In many ways, this clipped dialogue is a key to the poems in the book. The taciturn masculinity exemplified by Bogart is part of Nigel Roberts’s style. There is also wry humour, and a dry tone that implies more than the words on the page, as in this extract from a poem about the poetic life:
a poet is a man/ who
camphors his chest/ &
inhales the mendicant air
There are many puns like this buried in the poems, designed to elicit from the reader not a gasp of admiral ion, but a quick double-take and a smile.
Drugs are mentioned, but not in the technicolour psychodrama style of writers like Adamson, Dransfield and others. A joint is not a big deal: one poem, for instance, considers the fantasy that Waltons makes a bulk purchase of marihuana and holds a giant sale. Sex, art and women are demythologised in the same way, and even the poet himself comes in for a put-down at the hands of another poet, in the poem ‘Dialogue with John Forbes’:
why/ at your age
do you still
a test of self
physical fitness/ &
a matter of duende.
until you discover
and existential / terror
The main problem I think this book will face is trivialisation. It’s easy to think of a collection of poems dealing with sex and drugs (among other things) and published by a poet living in Balmain as — well, as a “trend,” a faddish artefact, an ornament for the bachelor pad’s bookshelf And because the poems are easy to read — there are no academic linguistic tricks or complexities — Nigel Roberts could perhaps be seen as the thinking man’s answer to Rod McKuen.
I hope the honesty, commitment and tough wit employed in these poems will save them from that undeserved fate. They’re not the most important poems published in 1977, but then what saves them from the pretentiousness that afflicts so much contemporary poetry is the fact that they don’t set out to be “important.” They are angry, and funny, and sad, and thought-provoking.
In all, In Casablanca for the Waters is one of the most thoroughly enjoyable books of poetry I’ve read for a long time. Five stars.

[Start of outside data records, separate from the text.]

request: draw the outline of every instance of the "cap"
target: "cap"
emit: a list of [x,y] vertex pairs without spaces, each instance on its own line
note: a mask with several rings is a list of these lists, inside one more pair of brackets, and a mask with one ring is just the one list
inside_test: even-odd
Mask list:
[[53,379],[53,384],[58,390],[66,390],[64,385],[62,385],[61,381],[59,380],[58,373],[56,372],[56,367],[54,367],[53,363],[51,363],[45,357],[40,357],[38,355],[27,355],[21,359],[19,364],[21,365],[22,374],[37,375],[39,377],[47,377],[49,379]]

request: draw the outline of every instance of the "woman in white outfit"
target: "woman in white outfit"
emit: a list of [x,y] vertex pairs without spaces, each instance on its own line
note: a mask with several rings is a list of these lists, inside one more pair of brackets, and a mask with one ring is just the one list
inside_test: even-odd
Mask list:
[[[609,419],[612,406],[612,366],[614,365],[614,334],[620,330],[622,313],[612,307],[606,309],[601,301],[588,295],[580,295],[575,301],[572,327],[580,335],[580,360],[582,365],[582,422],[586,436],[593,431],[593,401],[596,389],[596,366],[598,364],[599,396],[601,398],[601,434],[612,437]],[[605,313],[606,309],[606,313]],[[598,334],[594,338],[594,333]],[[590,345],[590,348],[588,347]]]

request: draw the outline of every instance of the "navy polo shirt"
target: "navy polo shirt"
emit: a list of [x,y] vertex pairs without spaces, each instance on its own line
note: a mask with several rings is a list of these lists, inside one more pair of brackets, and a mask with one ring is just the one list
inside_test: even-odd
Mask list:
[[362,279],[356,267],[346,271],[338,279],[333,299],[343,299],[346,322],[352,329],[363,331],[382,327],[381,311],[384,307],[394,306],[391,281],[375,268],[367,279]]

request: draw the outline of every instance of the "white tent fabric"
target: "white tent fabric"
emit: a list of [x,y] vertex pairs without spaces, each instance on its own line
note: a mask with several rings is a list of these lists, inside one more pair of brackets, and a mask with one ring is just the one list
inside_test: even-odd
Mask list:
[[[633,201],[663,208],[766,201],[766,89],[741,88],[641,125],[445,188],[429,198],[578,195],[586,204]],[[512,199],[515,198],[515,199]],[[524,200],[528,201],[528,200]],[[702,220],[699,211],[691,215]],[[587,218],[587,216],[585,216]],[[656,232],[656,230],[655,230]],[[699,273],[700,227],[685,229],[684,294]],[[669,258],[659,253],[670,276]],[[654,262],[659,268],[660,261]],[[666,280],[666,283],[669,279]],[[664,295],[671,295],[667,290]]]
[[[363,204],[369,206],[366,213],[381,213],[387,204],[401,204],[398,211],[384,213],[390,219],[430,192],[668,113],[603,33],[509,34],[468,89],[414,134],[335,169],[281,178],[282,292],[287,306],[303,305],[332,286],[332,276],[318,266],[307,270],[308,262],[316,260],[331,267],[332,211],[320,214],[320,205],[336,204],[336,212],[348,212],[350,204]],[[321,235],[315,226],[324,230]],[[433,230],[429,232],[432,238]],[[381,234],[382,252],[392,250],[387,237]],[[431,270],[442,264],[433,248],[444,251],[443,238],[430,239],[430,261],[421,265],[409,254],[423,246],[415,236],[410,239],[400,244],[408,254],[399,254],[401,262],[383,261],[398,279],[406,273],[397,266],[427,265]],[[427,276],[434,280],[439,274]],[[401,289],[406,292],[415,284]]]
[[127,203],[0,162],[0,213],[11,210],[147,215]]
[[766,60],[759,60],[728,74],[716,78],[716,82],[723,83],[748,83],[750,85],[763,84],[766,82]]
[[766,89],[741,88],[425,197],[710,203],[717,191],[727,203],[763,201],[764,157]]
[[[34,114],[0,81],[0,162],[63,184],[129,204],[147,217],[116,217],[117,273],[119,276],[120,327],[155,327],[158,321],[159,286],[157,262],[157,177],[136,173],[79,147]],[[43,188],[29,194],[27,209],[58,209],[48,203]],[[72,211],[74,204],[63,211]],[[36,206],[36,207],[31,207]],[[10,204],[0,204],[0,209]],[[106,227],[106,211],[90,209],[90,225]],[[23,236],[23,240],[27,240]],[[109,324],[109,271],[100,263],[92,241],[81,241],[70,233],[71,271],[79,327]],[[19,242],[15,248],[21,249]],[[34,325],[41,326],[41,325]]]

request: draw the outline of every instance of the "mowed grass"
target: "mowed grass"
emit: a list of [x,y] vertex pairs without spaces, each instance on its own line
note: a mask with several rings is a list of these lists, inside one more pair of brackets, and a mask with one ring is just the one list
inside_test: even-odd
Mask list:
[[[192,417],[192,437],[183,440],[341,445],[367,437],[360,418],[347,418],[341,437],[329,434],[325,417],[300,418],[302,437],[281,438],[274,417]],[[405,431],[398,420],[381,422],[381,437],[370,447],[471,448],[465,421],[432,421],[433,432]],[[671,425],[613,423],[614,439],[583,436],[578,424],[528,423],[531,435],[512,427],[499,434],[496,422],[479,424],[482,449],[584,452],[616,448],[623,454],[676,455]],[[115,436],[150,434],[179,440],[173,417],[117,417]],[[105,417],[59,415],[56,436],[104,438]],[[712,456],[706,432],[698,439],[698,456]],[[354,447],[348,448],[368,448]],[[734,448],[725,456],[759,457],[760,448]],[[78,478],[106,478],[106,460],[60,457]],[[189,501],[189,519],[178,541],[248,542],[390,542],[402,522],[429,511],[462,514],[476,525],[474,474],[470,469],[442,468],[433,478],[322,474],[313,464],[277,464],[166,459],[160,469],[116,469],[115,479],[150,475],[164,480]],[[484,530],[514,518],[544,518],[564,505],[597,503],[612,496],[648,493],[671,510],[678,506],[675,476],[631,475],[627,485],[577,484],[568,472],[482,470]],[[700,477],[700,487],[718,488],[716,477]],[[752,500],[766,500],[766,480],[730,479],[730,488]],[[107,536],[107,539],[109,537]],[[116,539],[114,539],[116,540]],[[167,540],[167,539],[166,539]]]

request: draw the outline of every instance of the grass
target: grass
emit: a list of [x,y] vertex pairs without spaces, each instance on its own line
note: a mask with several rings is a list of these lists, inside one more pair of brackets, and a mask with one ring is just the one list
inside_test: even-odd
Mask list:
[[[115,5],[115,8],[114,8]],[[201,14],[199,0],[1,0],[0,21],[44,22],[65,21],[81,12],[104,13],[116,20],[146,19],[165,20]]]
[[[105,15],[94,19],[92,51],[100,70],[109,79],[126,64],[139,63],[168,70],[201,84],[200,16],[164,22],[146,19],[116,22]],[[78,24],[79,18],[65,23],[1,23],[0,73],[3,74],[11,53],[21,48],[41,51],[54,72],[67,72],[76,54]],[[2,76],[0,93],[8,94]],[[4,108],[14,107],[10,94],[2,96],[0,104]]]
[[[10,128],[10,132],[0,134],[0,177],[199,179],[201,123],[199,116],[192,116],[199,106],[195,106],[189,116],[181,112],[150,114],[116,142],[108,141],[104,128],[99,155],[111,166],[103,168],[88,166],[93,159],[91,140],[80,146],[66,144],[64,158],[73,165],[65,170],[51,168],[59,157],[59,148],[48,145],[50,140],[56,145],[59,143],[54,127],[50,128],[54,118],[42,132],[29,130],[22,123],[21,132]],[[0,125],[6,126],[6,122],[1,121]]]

A quite different collection of poems is Seven Poets, a special edition of Artlook, the West Australian arts newspaper. This issue, printed as a 60-page paperback book, contains the seven best entries to the Artlook/ Shell Literary Award for 1977.
Kate Lilley, a Sydney schoolgirl, won the $1,250 first prize with her poem A Family in Exile, a dreamy Edwardian piece that uses language in a colourful and effectively atmospheric way.
The Batavia, by Mark O’Connor, came second, and the runners-up were Diane Dodwell, Dorothy Hewett (Kate Lilley’s mother), Bryn Griffiths, Caroline Caddy and Susan Whiting.
The general standard of poems is quite high, given that this sort of competition usually seems to produce verse of the level expected from a creative therapy course. If the poems often give the impression that the authors are talented and passionate amateurs, at least they avoid the aridity and wry ironies that coloured the bulk of our published poetry during the 1950s and 60s.
The book is overblown and somewhat unsophisticated compared to Nigel Roberts’, but many readers will enjoy it.